In the spirit of Thor and Liv Heyerdahl’s ‘Back to Nature’ adventure almost a hundred years earlier, I embraced my time in Marquesas as a chance to live a little closer to the Source. The relatively low populations and highly fertile soil make for lots of nature’s edibles to be foraged with permission from the local people. So Raiarii and I spent much of our time in the hills and valleys and sea gathering food, cooking over a fire, and combing the terrain for nature’s treasures. We learned from Mami Faatiarau and other friends that with some knowledge of the local plants, we could also make bark rope, palm frond baskets, natural remedies, seats, shelter, hats, you name it… We witnessed that those who were motivated and educated in the flora and fauna, could live heartily and almost wholly off Mother Nature’s provisions.
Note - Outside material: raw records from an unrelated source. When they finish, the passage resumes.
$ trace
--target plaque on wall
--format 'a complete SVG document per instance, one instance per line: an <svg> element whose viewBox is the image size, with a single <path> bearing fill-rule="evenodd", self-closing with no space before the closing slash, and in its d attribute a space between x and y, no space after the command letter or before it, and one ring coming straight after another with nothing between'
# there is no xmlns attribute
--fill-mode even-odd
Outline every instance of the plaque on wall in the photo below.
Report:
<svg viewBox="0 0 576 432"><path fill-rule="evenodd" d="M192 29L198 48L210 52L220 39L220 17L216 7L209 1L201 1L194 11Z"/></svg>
A few things struck me. Regional plant and animal knowledge must have taken generations upon generations of learning to accumulate. Modern ways make it so easy to let go, homogenize, and forget what our ancestors spent lifetimes figuring out! It can go extinct as easily as a species without a habitat, like it has in so many places where native peoples were killed, disrespected, and paved over. Where I grew up, we don’t even know that we almost all of human history would laugh at us for not knowing our plants!? That itself is a measure of our alienation from nature and our ‘bioregions’…
Al photos Liz Clark collection
There were multiple varieties of mangos, loads of starfruit, lichee, papayas, bananas of all sorts, avocados, local oranges and grapefruit, limes, and breadfruit just to start! Edible roots included taro, tarua, manioc, and sweet potatoes. And even delicious leafy greens that grew in the streams and slowly flowing tributaries!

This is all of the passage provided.